On November 14, 2023, the Royals added Klein to their 40-man roster to protect him from the Rule 5 draft. He was optioned to Triple–A Omaha to begin the 2024 season. On April 25, 2024, Klein was promoted to the major leagues for the first time following an injury to Alec Marsh. In five appearances for Kansas City, he recorded a 6.35 ERA with six strikeouts across 5 2/3 innings pitched.

===Oakland Athletics===
On July 30, 2024, the Royals traded Klein, Mason Barnett, and Jared Dickey to the Oakland Athletics in exchange for Lucas Erceg. He allowed five runs on two hits and four runs in 1 2/3 innings pitched across three games. Klein was designated for assignment by the Athletics on January 17, 2025.

===Seattle Mariners===
On January 21, 2025, Klein was traded to the Seattle Mariners in exchange for international bonus pool space. He was optioned to the Triple-A Tacoma Rainiers to begin the season, where he struggled to a 7.17 ERA with 32 strikeouts and three saves over 22 appearances. On May 31, Klein was designated for assignment by the Mariners.

===Los Angeles Dodgers===
On June 2, 2025, the Los Angeles Dodgers acquired Klein from the Mariners in exchange for Joe Jacques. He pitched in 14 games for the Dodgers, with a 2.35 ERA in 15 1/3 innings. In 22 2/3 innings over 20 games for the Triple-A Oklahoma City Comets, he finished with a 5.16 ERA.

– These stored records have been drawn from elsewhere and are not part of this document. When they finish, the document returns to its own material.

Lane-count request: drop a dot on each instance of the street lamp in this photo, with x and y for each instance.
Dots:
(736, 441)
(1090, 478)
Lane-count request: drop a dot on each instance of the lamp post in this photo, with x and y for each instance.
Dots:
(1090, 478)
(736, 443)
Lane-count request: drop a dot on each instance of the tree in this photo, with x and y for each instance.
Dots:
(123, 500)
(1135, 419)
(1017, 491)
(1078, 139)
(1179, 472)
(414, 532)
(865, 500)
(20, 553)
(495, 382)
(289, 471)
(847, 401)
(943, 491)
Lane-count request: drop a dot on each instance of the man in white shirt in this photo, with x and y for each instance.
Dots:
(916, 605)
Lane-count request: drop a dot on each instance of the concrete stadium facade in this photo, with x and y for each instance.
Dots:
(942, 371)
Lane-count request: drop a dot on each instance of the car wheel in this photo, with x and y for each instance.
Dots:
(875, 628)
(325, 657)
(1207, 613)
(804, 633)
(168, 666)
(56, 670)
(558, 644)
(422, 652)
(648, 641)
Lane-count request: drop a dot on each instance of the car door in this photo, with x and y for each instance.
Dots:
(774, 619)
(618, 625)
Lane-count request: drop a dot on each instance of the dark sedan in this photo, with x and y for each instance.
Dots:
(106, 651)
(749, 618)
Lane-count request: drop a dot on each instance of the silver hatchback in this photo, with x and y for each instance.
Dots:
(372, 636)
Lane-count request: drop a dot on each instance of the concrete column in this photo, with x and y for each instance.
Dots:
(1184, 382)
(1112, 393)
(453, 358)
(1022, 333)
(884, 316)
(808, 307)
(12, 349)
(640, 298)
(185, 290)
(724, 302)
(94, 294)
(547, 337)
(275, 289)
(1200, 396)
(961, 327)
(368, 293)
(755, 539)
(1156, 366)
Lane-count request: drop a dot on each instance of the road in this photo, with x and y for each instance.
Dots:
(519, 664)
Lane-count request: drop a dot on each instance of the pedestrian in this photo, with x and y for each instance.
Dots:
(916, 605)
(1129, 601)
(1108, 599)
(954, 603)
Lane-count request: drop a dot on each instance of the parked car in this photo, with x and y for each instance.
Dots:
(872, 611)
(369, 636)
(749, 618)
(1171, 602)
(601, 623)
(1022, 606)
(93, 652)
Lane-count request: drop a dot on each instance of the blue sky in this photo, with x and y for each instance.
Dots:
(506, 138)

After being inactive for the first three rounds of the postseason, Klein was added to the Dodgers active roster for the 2025 World Series. In Game 3, with the Dodgers' bullpen depleted, Klein struck out five batters across four scoreless innings and was credited with the win after the Dodgers secured a walk-off victory in the bottom of the 18th inning. The appearance was the longest of Klein's major league career; he had never pitched more than two innings in any major league game. The Dodgers won the series in seven games. On May 19, 2026, Klein recorded his first MLB save against the San Diego Padres. Two weeks later, on June 4, he gave up his first home run as a major league pitcher, to the Arizona Diamondback's Corbin Carroll.